09 June 2011Walking through London is like walking through a canyon of sedimentary rock; you can see the different layers of cultural strata laid down over time. East London in particular, is a place flowing with culture. The beauty of Hackney is that these layers are from all over the world. Turkish, British, Jewish, Asian, Chinese, Industrial, Hippy, Rich, Poor, Grand and Scruffy all have their monuments on the pavements of the East End.

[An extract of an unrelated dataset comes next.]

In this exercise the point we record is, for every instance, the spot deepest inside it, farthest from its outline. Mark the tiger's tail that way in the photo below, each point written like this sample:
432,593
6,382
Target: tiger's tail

The anthropologist Marcel Mauss defined place as a “culture fossilized in time and space”. Hackney is a wonderful fossil to analyze. Its surface is littered and scarred with a thousand crystallized cultures. The decrepit Bishopsgate viaduct, that once served the largest industrial depot in London now snakes its way, not through the bags of coal and iron ore, but past Indian restaurants on Brick Lane and Hipster hangouts on Old street. Each time another society is accommodated into the body of Hackney, another layer of cultural skin is deposited on its pockmarked surface. The sheer variety of solidified cultural artifacts ensures that Hackney’s population, more so than most, is forced to interact socially.
However, there is an incoming tide that is washing this sediment away. The dam was burst when Spitalfields market was ‘redeveloped’. The dimly lit chaos of Dickensian Dens were illuminated by the neon lights of La Senza. From their encampment in the city, globalized legs have strode into East London; feet crushing fragile cultural sandcastles. The development that has sprung up around the East End represents the qualities of global consumer brands. It is repetitive, poor quality and mass produced.
It is the society that inhabits these spaces that will suffer. These tower block developments meet the ground badly. They are gated, inward looking. They separate us into identikit little flats elevated above the streets. Many of them have a Tesco local at the ground floor with flats above. There is no public space. Society cannot interact in the sterile CCTV atmosphere of an over-lit shop floor. We cannot establish our identity in environments that carry the branding of the global highstreet. And if we are unable to make our mark on the environment in which we live, if different cultures are not able to come together and line up their landmarks side by side, then the cultures of London will never integrate.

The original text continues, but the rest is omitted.